## Setting up the test

It probably doesn’t come as a surprise, for presenting quantitative test results we need to define and set up the actual test. There are a ton of ways to approach gathering usability results. A way to gather quantitative data is questionnaires.

### Measuring usability quantitatively

Usability questionnaires have gathered the attention of researchers for years. Almost whichever we end up picking it will result in some sort of scale (a number) from “completely unusable” to “completely usable”. Picking the best questionnaire is something that we will only slightly discuss here, as it deserves a post for itself. But to sum up, there are different questionnaires that try to work around an inevitable truth “one cannot measure everything with one question”.

The System Usability Scale is pretty accurate at identifying the usability of a given system, whether the 10 questions it needs to measure that are a lot, depends on the research context. UMUX-Lite just uses 2 questions, but lacks a bit in accuracy [2]. Other questionnaires, like Net Promoter Score, come with their own trade offs.

In this example we will use the System Usability Scale (SUS), as it is one of the most researched [1], and others usability questionnaires scores can be projected to its scale with good accuracy [2].

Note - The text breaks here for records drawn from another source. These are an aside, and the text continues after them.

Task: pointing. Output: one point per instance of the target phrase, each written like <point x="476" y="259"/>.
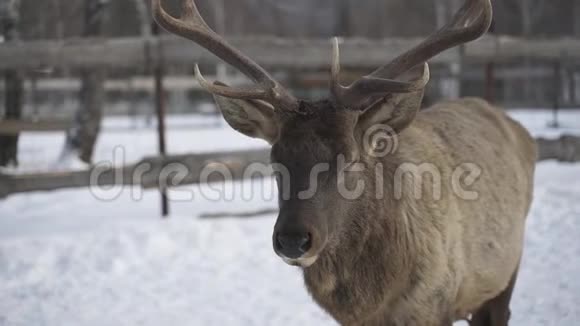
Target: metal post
<point x="9" y="17"/>
<point x="557" y="88"/>
<point x="490" y="82"/>
<point x="158" y="72"/>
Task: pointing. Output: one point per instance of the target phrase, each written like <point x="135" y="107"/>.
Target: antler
<point x="468" y="24"/>
<point x="192" y="26"/>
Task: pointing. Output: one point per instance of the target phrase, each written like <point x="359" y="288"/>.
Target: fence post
<point x="557" y="91"/>
<point x="158" y="72"/>
<point x="9" y="18"/>
<point x="490" y="82"/>
<point x="82" y="136"/>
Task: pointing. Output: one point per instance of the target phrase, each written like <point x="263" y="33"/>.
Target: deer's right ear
<point x="253" y="118"/>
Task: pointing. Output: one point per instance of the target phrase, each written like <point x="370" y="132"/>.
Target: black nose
<point x="293" y="245"/>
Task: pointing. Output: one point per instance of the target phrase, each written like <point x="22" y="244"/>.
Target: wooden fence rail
<point x="148" y="173"/>
<point x="158" y="172"/>
<point x="140" y="52"/>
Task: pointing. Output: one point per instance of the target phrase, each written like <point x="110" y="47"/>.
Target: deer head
<point x="305" y="134"/>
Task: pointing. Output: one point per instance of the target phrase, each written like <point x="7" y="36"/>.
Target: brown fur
<point x="409" y="262"/>
<point x="406" y="261"/>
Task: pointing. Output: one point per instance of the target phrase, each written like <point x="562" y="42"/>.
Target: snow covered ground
<point x="67" y="258"/>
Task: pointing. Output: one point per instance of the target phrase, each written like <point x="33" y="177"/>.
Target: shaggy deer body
<point x="435" y="233"/>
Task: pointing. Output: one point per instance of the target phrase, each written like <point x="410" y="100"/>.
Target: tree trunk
<point x="9" y="16"/>
<point x="81" y="138"/>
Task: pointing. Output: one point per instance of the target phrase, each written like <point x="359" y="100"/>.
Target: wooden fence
<point x="269" y="51"/>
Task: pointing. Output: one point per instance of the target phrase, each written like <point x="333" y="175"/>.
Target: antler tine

### Understanding the optimal number of participants

Depending on the questionnaire chosen, different guidelines exist. In case of SUS we can follow the diagram below .

#### Define goals

There is a relation of cost-to-accuracy in each usability test we want to perform. Getting from 75% to 100% requires 4 more users (50% increase in cost). At times, 75% percent would be enough; others 100% accuracy is needed. Still even if we use 75%, there are ways to present the information with 100% accuracy. More on that later.

#### Uncover limitations

Using a questionnaire to assess usability of a system doesn’t come without its pitfalls. A usability score doesn’t show where the problem lies. Scores are comparable between one system, and even if a system has way higher usability than another; the only comparison is about which of the two systems is more usable, not by how much. The size of the system plays a role as well, small systems tend to create stricter scores [4].

## Presenting the results

So, we have defined the process we want to test and created the experiment (instructions, mockups, redirections, etc.). Found the participants, they have gone through it, and they have answered the questionnaire as well.

### Presenting based on target accuracy

If the end accuracy is 100%, then presenting is straight forward. However, if the target accuracy was some other number below 100%, or we didn’t get enough participants (to reach 100%), let’s discuss two ways to present the results.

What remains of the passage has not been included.